Baskets

Passed down through generations and made of materials at hand, the more than forty Floyd County baskets in the Old Church Gallery collection display a diversity of construction styles and makers. John Harter, Iowa Griffith Haynes, Clovis Boyd, Charlie Hylton, and Kathy Dulaney achieved recognition in their communities as master basket makers. Others such as General McAlexander, Thomas Merritt King, and Minta Alderman Keith made baskets as needed for specific tasks on their farms.

When the three Tise sisters, Virginia, Marguerite, and Jessie Tise were very young, the family visited basket maker Iowa Griffith Haynes to select a painted basket for each. They chose these delightful, white ash baskets, sized for their ages at the time, made by Mrs. Haynes about 1920. They kept them throughout their lives.

Iowa Alice Griffith Cockram Haynes, born in Woolwine, settled in Floyd County near Haycock Mountain. She was a prolific basket maker, painting designs on her creations. These “Three Sisters” painted baskets in our collection inspired the Old Church Gallery logo. Click to browse all basket records.

Basket Types, Techniques, & Styles

Most baskets made in Floyd County fit one of two categories: Rib or Splits

Thomas King's family carried their school lunches in this basket.

Rib baskets require the most time and skill as they begin with perpendicular hoops. Basket makers whittle, smooth, and bend green wood to create the hoops which they secure with small nails or string. The upper half of the vertical hoop becomes the handle, the lower half the spine.  The horizontal hoop forms the rim of the basket and is sometimes doubled for strength. Both Clovis Boyd and General McAlexander demonstrated this to potential buyers by standing on their baskets. 

Long, thin splits are wrapped around the intersection of the hoops to form ears. Ribs must be shaped and inserted into the ears so that they fan out around the spine. Weaving splits continue from the ears and interlace the spaces between ribs. Depending upon the basket’s shape, additional ribs are added (equal numbers on opposite sides) as the weaving progresses. 
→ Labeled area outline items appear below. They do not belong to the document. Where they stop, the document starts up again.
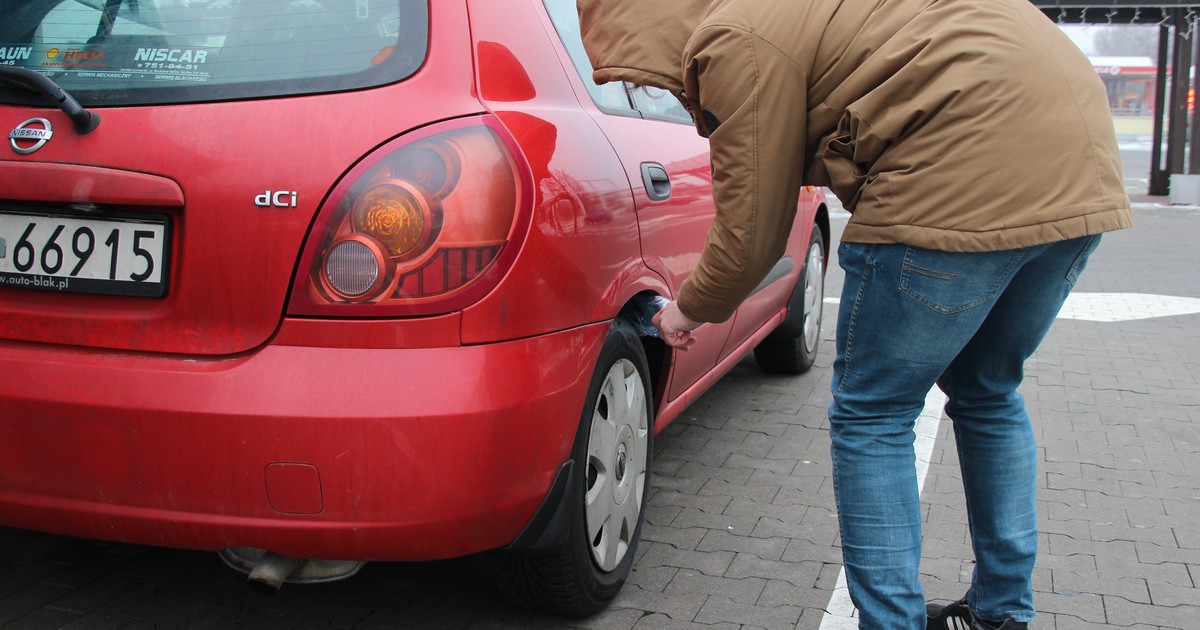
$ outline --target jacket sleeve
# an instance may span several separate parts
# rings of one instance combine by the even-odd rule
[[[716,217],[679,308],[724,322],[784,254],[804,173],[805,73],[737,25],[709,24],[684,50],[683,100],[712,152]]]

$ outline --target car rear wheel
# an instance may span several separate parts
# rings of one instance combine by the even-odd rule
[[[646,352],[617,320],[605,338],[572,450],[565,545],[508,558],[500,587],[515,604],[587,617],[620,590],[646,518],[653,409]]]
[[[821,228],[812,226],[804,268],[796,290],[802,292],[800,307],[787,314],[788,324],[772,332],[754,349],[758,367],[776,374],[803,374],[817,359],[821,341],[821,310],[824,304],[824,239]]]

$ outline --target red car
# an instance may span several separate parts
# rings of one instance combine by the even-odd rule
[[[629,574],[654,433],[816,353],[820,190],[737,314],[648,317],[713,205],[574,0],[0,0],[0,524],[254,583],[500,550],[518,601]],[[512,574],[509,574],[512,575]]]

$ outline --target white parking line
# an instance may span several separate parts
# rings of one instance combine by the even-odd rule
[[[840,304],[838,298],[826,298],[826,304]],[[1144,293],[1072,293],[1067,304],[1058,312],[1060,319],[1085,322],[1132,322],[1156,317],[1174,317],[1200,313],[1200,299],[1174,295],[1151,295]],[[917,418],[917,440],[913,450],[917,454],[917,487],[925,488],[925,474],[929,472],[929,460],[937,439],[937,428],[942,421],[942,408],[946,395],[936,386],[925,395],[925,408]],[[846,570],[838,574],[826,613],[821,618],[821,630],[854,630],[858,628],[858,611],[850,600],[846,588]]]

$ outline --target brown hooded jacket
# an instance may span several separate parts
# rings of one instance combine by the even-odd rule
[[[1103,83],[1028,0],[578,0],[595,80],[674,94],[716,220],[679,307],[727,319],[802,185],[842,239],[992,251],[1132,224]]]

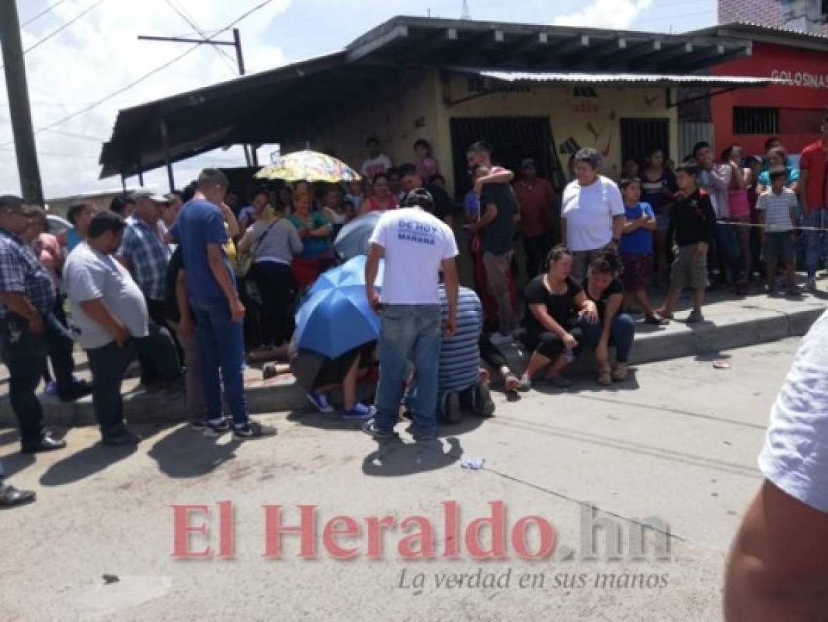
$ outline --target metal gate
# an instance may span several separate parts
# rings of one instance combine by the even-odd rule
[[[647,152],[658,147],[670,153],[670,119],[622,118],[621,164],[634,160],[643,164]]]
[[[678,124],[678,162],[684,162],[693,153],[693,146],[696,142],[705,141],[710,147],[715,147],[714,140],[713,123],[687,123]],[[714,153],[715,151],[714,150]]]
[[[482,117],[453,118],[451,152],[455,190],[457,198],[470,188],[471,180],[466,152],[479,140],[492,145],[492,160],[519,174],[521,160],[531,157],[537,162],[538,175],[556,186],[563,182],[563,171],[555,150],[552,130],[546,117]]]

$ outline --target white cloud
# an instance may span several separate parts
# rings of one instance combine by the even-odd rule
[[[595,0],[581,11],[556,17],[553,23],[623,30],[652,3],[652,0]]]
[[[291,0],[275,0],[238,24],[248,73],[287,62],[281,49],[267,36],[272,20],[287,9]],[[222,28],[258,2],[174,0],[204,31]],[[27,48],[94,3],[94,0],[69,0],[33,22],[22,33]],[[35,2],[17,2],[21,22],[39,12]],[[54,38],[26,56],[32,118],[36,129],[96,101],[168,61],[186,49],[186,44],[138,41],[140,34],[176,36],[193,29],[176,15],[165,0],[108,0]],[[232,39],[228,32],[219,36]],[[169,68],[87,113],[57,128],[91,138],[108,139],[118,110],[166,97],[234,75],[235,53],[222,47],[231,60],[220,58],[207,46],[192,51]],[[229,65],[229,66],[228,66]],[[5,79],[0,72],[0,145],[12,140],[8,120]],[[101,144],[94,140],[43,132],[36,136],[41,176],[45,193],[61,196],[118,186],[118,178],[98,180]],[[13,147],[0,148],[0,193],[17,191]],[[205,165],[243,164],[241,150],[215,152],[176,165],[176,182],[181,186]],[[145,182],[166,185],[164,171],[145,176]],[[137,183],[130,180],[131,183]]]

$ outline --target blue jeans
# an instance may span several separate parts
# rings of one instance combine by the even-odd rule
[[[172,382],[181,377],[172,335],[152,321],[148,328],[146,337],[132,337],[123,347],[110,341],[100,348],[86,350],[92,369],[92,407],[104,439],[123,429],[121,382],[127,366],[136,356],[149,361],[161,380]]]
[[[24,446],[37,443],[43,436],[43,409],[35,390],[41,383],[47,354],[52,359],[58,389],[72,387],[72,337],[52,313],[43,316],[43,334],[33,335],[29,332],[28,321],[13,313],[7,313],[0,321],[0,341],[9,371],[8,398]]]
[[[374,419],[381,432],[392,432],[399,419],[409,354],[413,354],[415,368],[415,436],[428,436],[437,432],[437,366],[442,325],[440,305],[387,305],[383,310]]]
[[[802,225],[806,227],[818,227],[823,229],[828,224],[828,208],[814,210],[806,216],[802,216]],[[805,232],[805,269],[808,278],[816,276],[820,258],[828,256],[828,235],[824,231]]]
[[[600,322],[590,324],[585,318],[578,323],[584,331],[584,340],[591,348],[601,340],[603,325]],[[615,360],[626,363],[629,360],[629,352],[633,350],[635,339],[635,322],[626,313],[619,313],[613,318],[613,326],[609,330],[609,345],[615,346]]]
[[[209,418],[222,417],[221,393],[236,426],[248,422],[244,398],[244,328],[230,317],[224,298],[190,301],[195,319],[195,337],[201,359],[201,391]],[[220,370],[220,374],[219,374]]]
[[[735,228],[727,223],[716,223],[716,244],[719,247],[719,277],[724,280],[724,266],[730,272],[734,283],[742,278],[742,266],[739,261],[739,245],[736,242]],[[724,263],[724,265],[722,265]]]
Some Appalachian rib baskets are also known as egg baskets or buttocks baskets, such as the Thomas Merritt King lunch basket, pictured. For baskets that bulge out from the spine, some weaving splits are woven part way, then “doubled-back” over a rib instead of going rim to rim. This is less obvious on some baskets as the makers cover the spots where the weaver turns with small splices.

Basket sized for carrying a load of corn from the garden.
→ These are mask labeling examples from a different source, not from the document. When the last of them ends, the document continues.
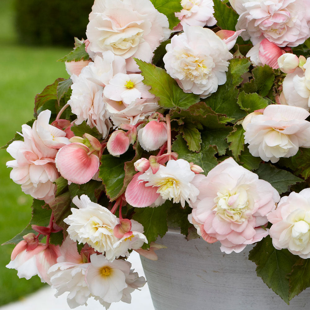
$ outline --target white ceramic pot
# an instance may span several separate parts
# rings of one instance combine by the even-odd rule
[[[258,277],[248,246],[226,254],[218,242],[187,241],[170,230],[157,241],[158,260],[141,256],[156,310],[299,310],[310,309],[307,289],[288,305]]]

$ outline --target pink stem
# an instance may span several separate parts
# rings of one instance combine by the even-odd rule
[[[66,109],[69,105],[69,104],[66,104],[61,108],[60,110],[58,112],[58,114],[57,114],[56,119],[55,120],[55,121],[58,121],[59,119],[59,118],[61,116],[61,114],[62,114],[62,113]]]
[[[167,153],[168,154],[168,160],[171,159],[171,126],[170,126],[170,117],[169,114],[166,115],[166,123],[167,124]]]

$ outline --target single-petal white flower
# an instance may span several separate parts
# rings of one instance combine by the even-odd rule
[[[310,122],[305,120],[309,115],[301,108],[268,105],[263,114],[247,120],[244,140],[250,153],[274,163],[294,156],[299,147],[310,148]]]
[[[199,194],[192,183],[196,175],[191,170],[189,163],[180,159],[169,161],[166,166],[161,165],[154,174],[149,168],[138,179],[147,182],[146,187],[157,188],[157,192],[162,198],[162,203],[168,199],[174,203],[180,202],[184,207],[185,201],[190,204],[195,201]]]
[[[226,82],[227,60],[232,55],[210,29],[186,25],[184,29],[184,33],[173,37],[166,46],[165,68],[184,92],[206,98]]]
[[[154,95],[148,91],[150,86],[144,85],[142,82],[144,78],[140,74],[117,73],[104,87],[103,94],[109,99],[122,101],[126,104],[130,104],[141,98],[154,98]]]
[[[282,197],[268,216],[273,246],[287,249],[302,258],[310,258],[310,188]]]

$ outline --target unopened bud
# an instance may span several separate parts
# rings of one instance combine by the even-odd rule
[[[278,58],[280,70],[285,73],[292,73],[299,64],[298,57],[294,54],[286,53]]]
[[[150,162],[146,158],[141,158],[135,162],[134,166],[136,171],[144,172],[150,167]]]

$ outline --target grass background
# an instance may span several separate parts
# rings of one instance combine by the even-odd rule
[[[57,78],[68,77],[64,63],[56,61],[68,53],[68,49],[29,47],[17,42],[14,1],[0,1],[1,146],[33,118],[36,95]],[[10,179],[11,169],[6,166],[13,159],[5,150],[0,150],[0,244],[20,232],[31,217],[32,199]],[[42,285],[37,276],[29,280],[19,279],[15,269],[6,268],[14,247],[0,248],[0,306],[22,298]]]

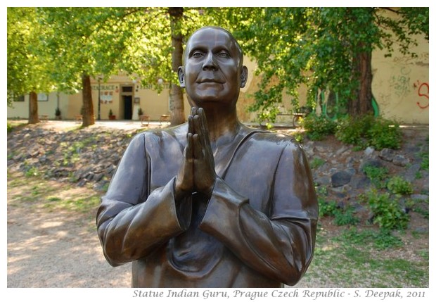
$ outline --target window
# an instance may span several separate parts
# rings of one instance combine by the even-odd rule
[[[38,94],[38,101],[49,101],[49,94]]]
[[[124,86],[121,88],[122,92],[133,92],[132,86]]]
[[[13,97],[13,101],[24,101],[24,95]]]

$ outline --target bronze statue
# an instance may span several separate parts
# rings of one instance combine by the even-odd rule
[[[180,84],[186,123],[132,140],[96,218],[110,265],[132,263],[133,287],[280,287],[314,253],[318,203],[291,137],[236,116],[247,68],[226,30],[187,42]]]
Some rib baskets masquerade as something different. Our crop gathering basket is actually a rib basket, although it doesn’t resemble its ribbed cousins at all.

The maker, Thomas Merritt King, began by securing an oval rim and carving two flat, central ribs to stretch the length of the basket.  Shorter ribs were added on either side and splits were then interwoven from rim to rim.  Replacing a separate handle, this basket has two handholds formed from open spaces left between the central ribs.

Rectangular market basket made by Minta Alderman Keith.

Split baskets are the simplest to make and are the most common type. They are woven from their bottoms up. The bottom splits are woven into a mat, then bent to form stakes for the sides. Thin splits are used as weavers around the sides and, depending upon whether an odd or even number of stakes is used, the weave may be continuous or the basket maker may just start each row with a different weaving split. 

Basket makers create more complex patterns by varying the widths of these weaving splits or using accent splits that are dyed or rived from heartwood instead of sap wood. If a handle is desired, the basketmaker whittles one to shape with a thicker “stopper” section at each end and inserts the ends into the rows already woven just before finishing the rim. See the Arminta Alderman Keith market basket, pictured.

To finish a split basket, the stakes are trimmed, bent, and inserted back through the final rows of weaving. A separate rim may then be attached using a long thin length of split woven diagonally across each stake and around the rim. This makes the basket sturdier as well as adding visual interest.

Harter dough basket showing wear on rim

Coiled baskets are also woven from their bottoms up. The basket maker begins by bending and coiling straw into a flat mat, then continues coiling up the sides until the basket is the desired size, as John Harter’s coiled rye-straw basket shows here. Traditionally, coils would be formed by pushing rye or winter wheat straws through a funnel-shaped piece of cow horn. New straws were then fed through the horn into the center of the coil.

The coil is first bent into a tight “U” shape and lashed together using binding made from long thin white-oak splits. Peeled blackberry or raspberry canes may also be used for binding. Basket makers sometimes use smooth flat pieces of bone as awls to spread the coils apart and insert the binding between them. 

If a wooden handle is desired, it is carved by hand and attached after the coiling is completed. Wooden hoops known as feet may be attached to the bottoms of straw baskets as a base for added durability. With coiling, varying basket shapes or sizes is simple. Tightly woven straw works especially well for dough bowls because the yeast dough will not stick to the sides of the bowl as it rises.